All bonds carry credit or default risk since they depend on the issuer’s finances. International bonds may have a higher default risk if the country is economically or politically unstable.

Pros

  • Fixed-income securities provide investors with interest throughout their lifespan.
  • Rating agencies rate fixed-income securities.
  • Low price volatility is typical of fixed-income instruments.
  • Treasury bonds are government-guaranteed.

Cons

  • The issuer might miss interest or principal payments.
  • Other investments yield higher returns than fixed-income securities.
  • Inflation risk exists if prices grow faster than the fixed-income security’s interest rate.
  • Market interest rates may exceed fixed-income security rates.

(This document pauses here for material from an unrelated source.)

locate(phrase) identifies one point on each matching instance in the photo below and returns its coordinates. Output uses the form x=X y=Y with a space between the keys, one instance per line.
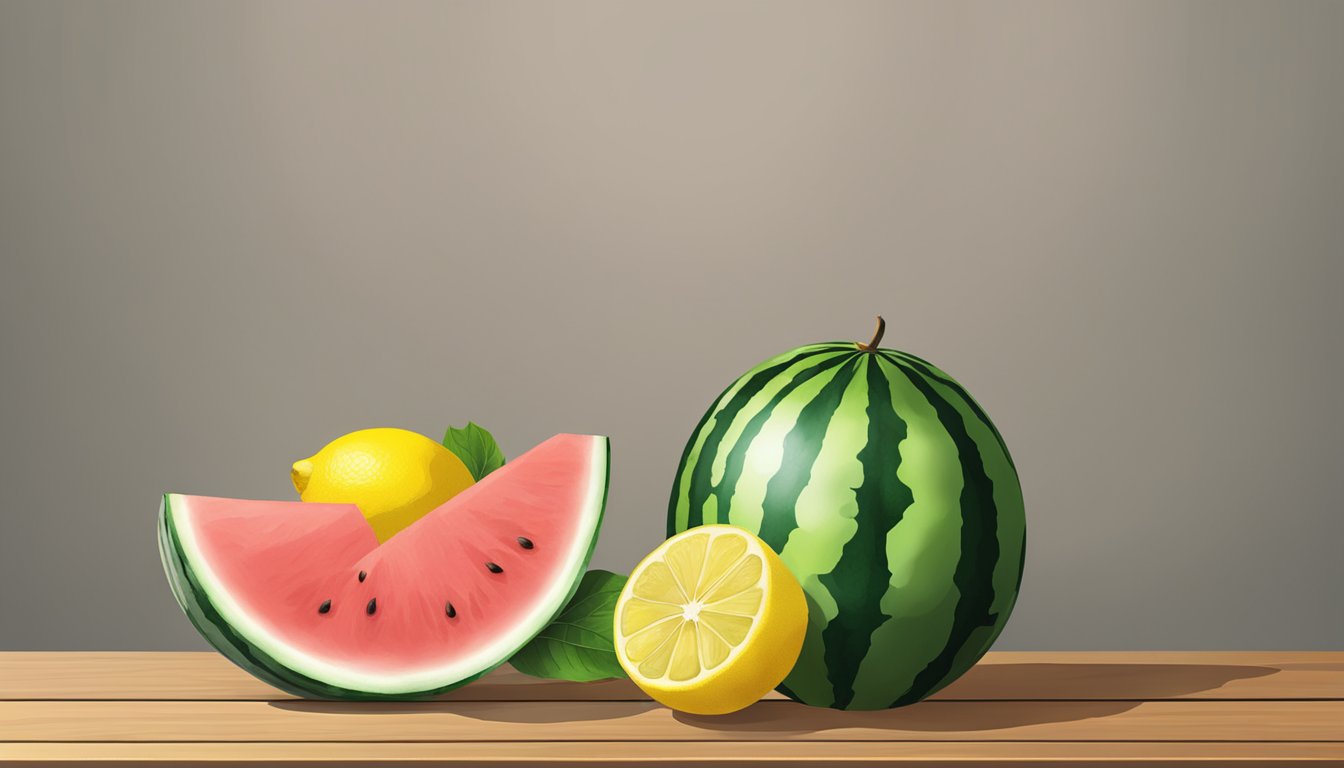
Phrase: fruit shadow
x=989 y=697
x=999 y=697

Fixed-Income Security Actual Example

Long-term Treasury bonds mature after 30 years. Semiannual interest payments are made on $1,000 T-Bonds. On February 15, 2023, a 3.625% 30-year Treasury bond was issued. Yearly returns on $1,000 investments are $36.25. Repaid in 30 years, $1,000 principle

A 3.5% 10-year Treasury note was released on February 15, 2023. Usually $1,000, the bond pays semiannual interest at specified coupon rates. Each bond pays $35 annually until maturity.

How can investing in fixed-income securities

TreasuryDirect lets investors buy U.S. government bonds. Corporate bonds or bond funds can be purchased via a financial broker. Financial brokers or banks sell CDs.

What Are Fixed Income Investment Risks?

Fixed-income instruments need long-term investments, often up to 30 years. The investment may lose money if market interest rates rise beyond the security’s fixed income rate. Inflation can also affect fixed-income securities.

Fixed-Income Security Default: What Does It Mean?

Default occurs when a loan or security owner fails to pay interest or principal. Individuals, corporations, and nations can default on debt.

Bottom Line

Fixed-income securities provide regular interest payments for a set time. Types include government, corporate, and fixed-income ETFs. Credit agencies score fixed-income assets for investor default risk. These investments have lower returns than others.

Conclusion

  • Investors receive fixed-interest payments and principal at maturity with fixed-income instruments.
  • Bonds are the most prevalent fixed-income security.
  • Based on the issuer’s financial sustainability, bonds have varied terms and credit ratings.
  • The U.S. Treasury insures government fixed-income securities, making them low-risk, low-return investments.